Igreja Batista Regular em Diadema - IBARD

SALOMÃO E O CASO ISABELA

1° REIS 3:16-28

 

Finalmente chegou ao fim (?) o chamado pela mídia “caso Isabela”, durante dois anos a má notícia teve seus dois picos, o acontecimento em si e seus desdobramentos e o tão esperado julgamento. Estes dois fatos estiveram separados por um grande “vale” que foi o andamento do processo enquanto os réus aguardavam no presídio do Tremembé no interior de São Paulo.

Programas de televisão de circulação nacional contataram inúmeras vezes especialistas para discorrerem sobre o assunto e participar de acalorados debates.

Um tema recorrente foi a dúvida sobre o que aconteceu realmente, pois até hoje os réus não se confessaram como culpados.

Tanto o promotor público quanto a defesa tentaram como puderam expor suas convicções a fim de comprovarem sua tese. Grande parte da sociedade brasileira, acostumada com a série importada CSI (“investigação da cena do crime”) agora se deparou mais de perto com o trabalho da chamada Polícia Científica.

Ficamos impressionados quando ouvimos que são centenas de “casos Isabela” que acontecem em nosso país continental e que não contam com os mesmos recursos e muito menos tem repercussão na mídia.

O prazo de dois anos assim foi, por incrível que pareça um recorde para o julgamento do caso.

Imaginem dois anos de recursos e apelações, autos, papeladas, evidências, questionamentos, conjecturas.

Após todos estes procedimentos, finalmente chegou-se ao julgamento diante do tribunal do júri. Todos os principais veículos de comunicação cobriram o caso durante uma semana inteira. Imagino que os jurados tiveram a sua disposição diversos recursos para decidirem a favor ou contra o casal acusado de jogar uma menina pela janela.

O casal foi julgado por “evidências circunstanciais”. Uma evidência circunstancial representa um conjunto de fatos e provas, a partir dos quais se pode chegar a uma conclusão equilibrada.

Enfim acompanhei juntamente com milhões de brasileiros em rede nacional o veredicto do juiz após a avaliação do júri. CULPADOS, seguiu-se a sentença de acordo com os ditames do código penal brasileiro. Confesso que me senti aliviado, mas ao mesmo tempo contrariado com um público que consegue transformar qualquer coisa em “carnaval”, rindo para as câmeras esquecendo toda a tristeza de todo o episódio.

Tudo isto me levou a pensar na passagem em que o rei Salomão, sem CSI, promotores ou advogados de defesa, polícia científica ou jurados decretou uma sentença. O prazo também impressiona, a sentença saiu na hora, após uma pretensa medida drástica. Uma antiga tradição jurídica da região estipulava que no caso de um impasse sobre uma sentença o juiz deveria dividir a propriedade em partes iguais, mas ninguém pensaria da aplicação desta lei a um bebê!

Lembram da passagem? Duas mulheres, uma deita sobre o seu filho matando-o acidentalmente; em uma manobra desumana e egoísta, esta rouba o filho da outra e ainda a acusa de ser a culpada do mesmo acidente que cometera. O rei capacitado por Deus com sabedoria anuncia a divisão do bebê em dois. O que impressiona é a filosofia de uma das mulheres no pior estilo “se não for para ficar comigo não vai ficar com mais ninguém”. Para aqueles que ainda não estão convencidos com a conclusão do “caso Isabela”, julgando impossível alguém cometer tal ato e não voltar atrás arrependido, note esta passagem. O pecado é capaz de desumanizar, em contrapartida o amor verdadeiro mostrou quem de fato era a verdadeira mãe.
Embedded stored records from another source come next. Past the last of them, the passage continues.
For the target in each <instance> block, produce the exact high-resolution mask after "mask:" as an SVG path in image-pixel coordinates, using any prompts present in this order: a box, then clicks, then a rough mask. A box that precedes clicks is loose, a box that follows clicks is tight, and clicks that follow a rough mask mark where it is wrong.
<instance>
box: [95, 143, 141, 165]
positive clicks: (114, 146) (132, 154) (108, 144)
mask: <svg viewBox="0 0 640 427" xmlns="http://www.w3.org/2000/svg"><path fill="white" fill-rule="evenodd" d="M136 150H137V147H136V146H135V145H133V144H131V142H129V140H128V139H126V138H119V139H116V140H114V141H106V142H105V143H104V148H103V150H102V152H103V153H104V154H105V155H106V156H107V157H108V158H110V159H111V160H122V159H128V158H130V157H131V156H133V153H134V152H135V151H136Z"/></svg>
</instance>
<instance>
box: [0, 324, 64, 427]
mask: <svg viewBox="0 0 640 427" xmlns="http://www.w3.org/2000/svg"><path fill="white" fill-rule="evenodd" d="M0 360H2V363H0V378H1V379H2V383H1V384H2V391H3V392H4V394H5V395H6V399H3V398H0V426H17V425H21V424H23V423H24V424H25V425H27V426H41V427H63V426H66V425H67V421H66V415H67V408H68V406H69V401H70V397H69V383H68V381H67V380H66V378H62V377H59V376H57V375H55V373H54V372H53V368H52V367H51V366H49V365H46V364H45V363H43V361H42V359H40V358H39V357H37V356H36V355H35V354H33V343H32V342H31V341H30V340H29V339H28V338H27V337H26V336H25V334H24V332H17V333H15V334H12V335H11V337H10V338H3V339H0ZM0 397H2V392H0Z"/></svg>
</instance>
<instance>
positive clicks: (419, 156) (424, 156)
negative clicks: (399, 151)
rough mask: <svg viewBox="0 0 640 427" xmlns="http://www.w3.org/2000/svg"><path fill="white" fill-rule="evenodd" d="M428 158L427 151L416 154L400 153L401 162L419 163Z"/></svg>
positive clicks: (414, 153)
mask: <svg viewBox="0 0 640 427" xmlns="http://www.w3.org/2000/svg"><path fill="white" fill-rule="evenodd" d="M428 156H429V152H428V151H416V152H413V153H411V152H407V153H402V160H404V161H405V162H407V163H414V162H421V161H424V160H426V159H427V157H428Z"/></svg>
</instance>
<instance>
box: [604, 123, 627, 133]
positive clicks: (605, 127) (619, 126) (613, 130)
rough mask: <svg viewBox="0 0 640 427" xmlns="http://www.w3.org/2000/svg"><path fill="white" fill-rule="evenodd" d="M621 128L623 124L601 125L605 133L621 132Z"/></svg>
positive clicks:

As duas falaram perante o rei, mas a verdade só foi descoberta pela sabedoria de Deus.

Este caso do “casal Nardoni” só ratifica o que o pecado é capaz de fazer com a natureza humana. Dizem que o que mais impressionou os jurados foi a apresentação do promotor Sembranelli de uma “linha do tempo” do crime concluída a partir do GPS do carro do casal e de suas ligações minutos após a menina chocar-se com o chão.

Como o júri estou convencido sobre a culpa do casal, mas se na pior das hipóteses todos estivermos errados e houver realmente outro “verdadeiro” culpado, isto só comprovaria a força do pecado na produção de um gênio monstro, que conseguiu enganar a todos sem deixar rastro.

Diante de tudo isto devemos agradecer pela misericordiosa GRAÇA de Deus que nos resgatou da pena e poder do pecado e no futuro nos livrará da presença do pecado e nos fará habitar em um local de plena JUSTIÇA.